Selecting the pixels I want to apply the gradient around is trivial, but I can't figure out how to make a gradient that will automatically recede based on the Euclidean distance from the rest of the image. Just to be clear, this is the end result I want:
000111000
002333200
024555420
135###531
135###531
024555420
002333200
000111000
...where ### stands for the original image pixels, and 0-5 stand for 0% through 50% transparency black pixels (the % chosen here is arbitrary).
Obviously this would be straightforward if it were a simple image like the above, because I could just create a circular gradient centered on the image. But I want this to work for an arbitrary irregular shape, with pixels getting more transparent the further they are from the shape's edge.
This is such a simple and obvious use case (it's commonly done with text, for one example) that there must be an easy way to do it, but I don't know what that is. The only solution I can come up with so far is to iteratively grow the selection outside of the image by one pixel at a time and decrease the transparency with multiple bucket fills, but it's hard to get that smooth and it's cumbersome.

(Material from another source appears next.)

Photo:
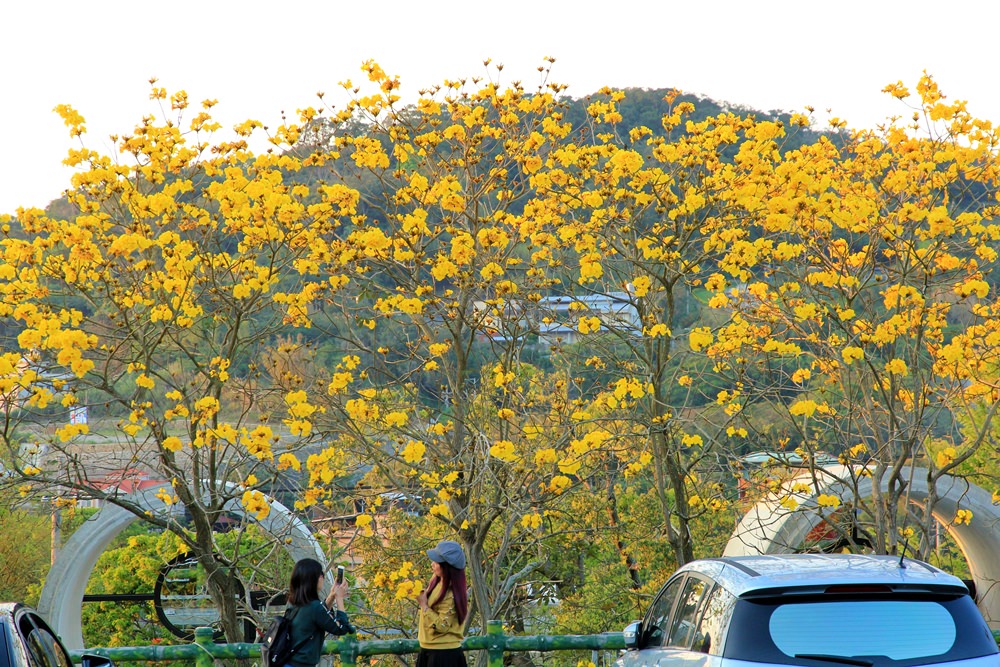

Is there a simpler way to do this?
EDIT
I think I understand now.
Photoshop's selection tools are more flexible than I realized. When you grow a border, it does so smoothly even though it looks like there are only specific pixels selected. I wasn't seeing the smoothness of the selection area until I entered Quick Mask mode.
So yeah, it's super easy to do this. Growing a selection automatically smooths the edges with partial transparency automatically. Just grow around the border of the shape on a separate mask layer, and fill the area, and the effect is exactly what I wanted.